1. Bangladesh is one of the most disaster-prone countries in the world. Physical hazards that could potentially cause considerable loss of life and catastrophic physical damage and disruption to society and the national economy include exceptionally widespread riverine flooding, severe tropical cyclones and associated coastal storm surges, drought and earthquakes. In addition, rapid on-set flash flooding, tornadoes and riverbank erosion are frequent causes of more localized, but nevertheless intense human suffering and losses.
2. Because of Bangladesh’s large, densely settled population, low income and widespread poverty, the impacts of disasters have been the focus of considerable international attention and a substantial body of investigations from environmental, social and wider economic perspectives. However, this study is the first systematic investigation into the implications of disasters on the public finances in Bangladesh, apart from assessments of short-term impacts of individual events such as the extreme floods of 1998.
3. Major disasters have had massive human and social impac ts: official estimates are that 139,000 people were killed during the 1991 cyclone, whilst 31 million were directly affected by the 1998 floods. These extreme events also have clearly demonstrable negative impacts on the Bangladesh economy. However, the relative severity of these economic effects of disaster shocks has considerably diminished since the 1960s and highly vulnerable post-conflict 1970s. This is largely due to structural change in the economy:
•agriculture still suffers severe losses, but secto ral output has become more resilient with the spread of
dry season irrigation;
•non-agricultural sectors are more important and less severely affected than agriculture was in the past;
•the integration of food markets, linked with liberalization of internal and external trade, is a factor reducing price effects of shocks.
There have been improvements in response by government, donors and civil society including:
•the rapid short term increase in food safety net operations;
•better targeted relief and rehabilitation by NGOs;
•the refinancing ( in 1998/9) of micro-finance.
There have also possibly been improvements in mitigation, such as protection of urban areas and some infrastructure.
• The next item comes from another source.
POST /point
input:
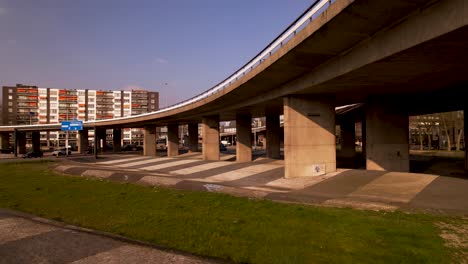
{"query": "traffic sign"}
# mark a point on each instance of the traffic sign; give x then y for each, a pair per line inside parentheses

4. The 1998 floods were handled better, than earlier major disasters by government and NGOs, with substantial and mostly timely support by the international community. Improved and timely assessment of losses facilitated these responses. Some newer critical areas of increasing vulnerability were exposed, including the garment industry’s production and exports and the microfinance sector. Many continuing weaknesses in disaster management were underscored.
5. The public finance effects of major disasters are complex and impacts are difficult to isolate and quantify. The immediate disruptive effects of a major disaster on both central government spending and revenue collection have been progressively contained. Instead in the 1990s some short term increases in recurrent spending began to buffer the economy-wide effects of disaster shocks. Disasters appear to largely involve reallocations of expenditure to relief from the Annual Development Plan (ADP) and reallocations within categories of expenditure.
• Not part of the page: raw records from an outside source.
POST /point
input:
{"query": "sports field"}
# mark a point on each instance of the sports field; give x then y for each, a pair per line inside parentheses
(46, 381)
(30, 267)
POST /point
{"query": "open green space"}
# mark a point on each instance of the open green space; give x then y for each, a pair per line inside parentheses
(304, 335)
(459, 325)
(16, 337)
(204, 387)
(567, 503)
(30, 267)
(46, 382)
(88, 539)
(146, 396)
The prevailing view is that reallocations are made largely on an ‘equal pain principle’, cutting expenditure uniformly across the board without regard to negative longer term effects on development activity.
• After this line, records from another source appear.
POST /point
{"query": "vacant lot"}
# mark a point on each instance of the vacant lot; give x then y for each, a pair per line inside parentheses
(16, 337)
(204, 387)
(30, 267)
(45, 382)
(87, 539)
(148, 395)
6. There is little additional aid in the medium term (2 to 3 years), as many donors largely respond to a crisis by reallocating and bringing forward commitments. There is also apparently reallocation between categories from project to food aid and commodity (short term BoP/budgetary support) and between channels from direct aid to government to NGOs. These effects merit further investigation. Some donors felt they were able to shift funds from non-performing projects to meet rapid short-term requirements. But concerns were expressed that some have resisted allocations away from their bilateral priorities, without regard for wider implications.
7. There are intrinsic difficulties in examining issues of public finance, especially where there are widely recognized problems of governance that may affect the quality of data and the transparency of the budgetary process. Some reorganization of public finances reporting, such as integration of the food account into the budget proper would contribute to transparency and possibly improved budgetary practice.
8. If the response to disasters largely involves reallocations of public expenditure and development assistance, then the effects will require examination of spending and activity at a project level, both to detect negative effects and to identify ways in which these can be minimized in the future.
9. Disaster mitigation, especially the effectiveness of river and coastal flood protection has been weakened by inadequate recurrent expenditure on operations and maintenance (O&M). The decentralization of responsibility for O&M to local government and community level and cost recovery from protected communities need to be seriously explored.
10. The practicality of newer forms of spreading the financial costs of disasters merits further careful consideration. The sensitivity of micro credit to disasters is another indication of the need to incorporate insurance into all formal lending to the rural sector. At a national level the scale of reallocations by government and short term borrowing at high cost after the 1998 floods suggest the need for risk spreading, including disaster-earmarked contingency reserves and, possibly, market based instruments for risk spreading.
11. The complexity of the physical environment and concerns about the changing risks resulting from climatic change and human intervention in Bangladesh and neighbouring states justify continued investigation into hazards and improved risk assessment. Better risk assessment is a necessary condition for developing newer forms of risk spreading mechanisms. The limitations of flood forecasting again exposed in 2000 and weakness in seismic monitoring illustrate the need for ensuring adequate investment in hazard risk assessment in Bangladesh and strengthening regional cooperation.